If she aborts she has hormonal changes that can create emotional problems and she needs someone to help her through it without opening the Acme Judgment Company. If she decides to have the baby she needs support for that as well and often thinks and plans only up until the birth. These women need education on sexual matters as well as practical ones like work skills and money management. Often the gift of a bread machine with one or two home made packaged mixes gives them a start on being able to learn skills and thinking patterns to prevent accidental stress, like pregnancy, as well as to prepare for a life as a contributing member of society. I've met girls, both those who aborted and those who had the baby, who didn't know how to fill out a job application, balance a checkbook, (OK ya got me...I just round every check up to the next higher 5 multiple...12.99 becomes 15.00 and 35.99 is 40 and deposit the paycheck every week and follow the menu and budget plans.)

I fare better with cooking. When I was in college I was given a book titled: "The Impoverished Students' Book of Cookery, Drinkery and House Keepery. Read it, loved it wish I had not had a fire that destroyed my home in 1990. Lost all.

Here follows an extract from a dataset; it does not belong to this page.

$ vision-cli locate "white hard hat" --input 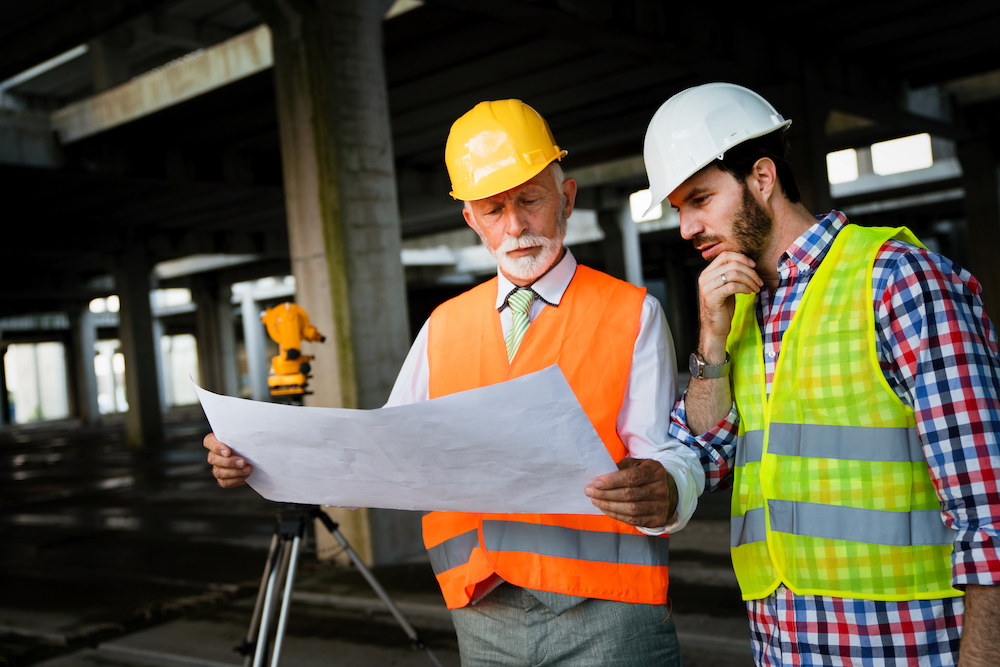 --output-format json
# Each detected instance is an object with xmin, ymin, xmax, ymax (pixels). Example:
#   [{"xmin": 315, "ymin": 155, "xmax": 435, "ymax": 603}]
[{"xmin": 643, "ymin": 83, "xmax": 792, "ymax": 214}]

Our family gets together for most holidays and, ever since we retired from the road, I do the cooking. Was in the hospital last year so everyone else did the cooking and brought the food here. This year I trained my oldest step-son, uncle to the granddaughter, how to brine the turkeys and how to load the smokers. Family supplies the food, I cook it. So far we will have 3 or 4 turkeys, 2 of them smoked and about 20 lbs of potatoes baked. Add in the extras and everyone is very glad I have 3 ovens and a microwave.

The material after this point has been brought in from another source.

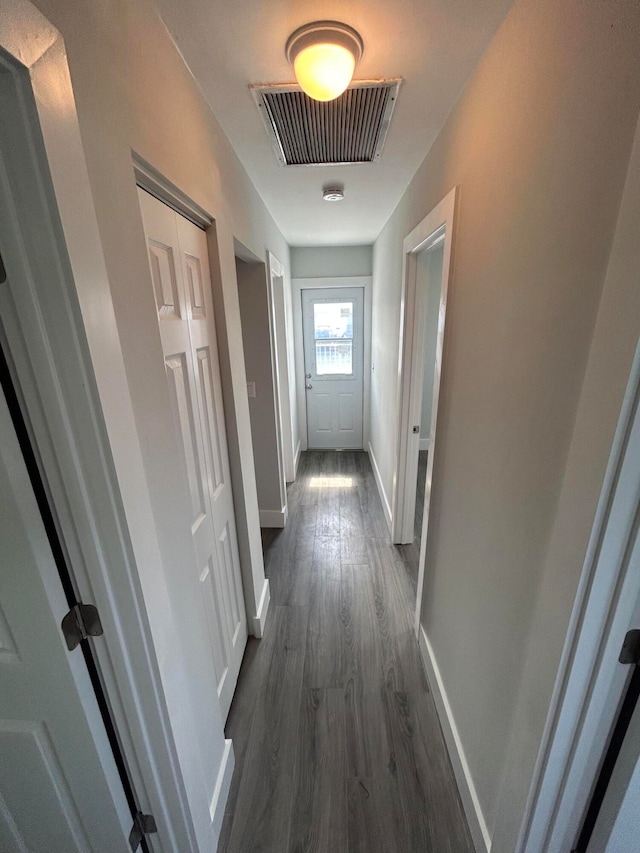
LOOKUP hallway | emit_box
[218,451,473,853]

Some of the girls are amazed to see how much food they can get if they learn to cook simple dishes. Others want the fast food express but learn how to budget and cook if they ever decide to use it. Used to do teaching of basic computer skills like MS Word, Excel, WordPerfect and the rest of the common office applications so they could get a job. My husband used to beg computers from companies when he saw them tossing them out, we were truckers back then, then donating them to battered womens' shelters or groups working with displaced or disadvantaged women. Most of them were very outdated but, this was before government regulations on purging information on hard drives most of them also had older versions of Windows and Word/Wordperfect applications. We erased any private information that hadn't been purged but that left plenty of room to install programs people could use. One girl was very good at WordPerfect and learned how to do just about anything in the application. She used the computer to find a job and she went to computer recylers and got a computer for fifty dollars. She used a modem connection and her phone to set up her computer online. She is a legal secretary now and she earns twice what my husband does. She also contributes to the women's center and spend two nights a week teaching skills and telling the other women the only thing holding them back is what they let hold them back. She is so fantastic.

I have deliberately not divided the women into the with baby/without baby groups. They are all women who need help. The best ones to give that help are women.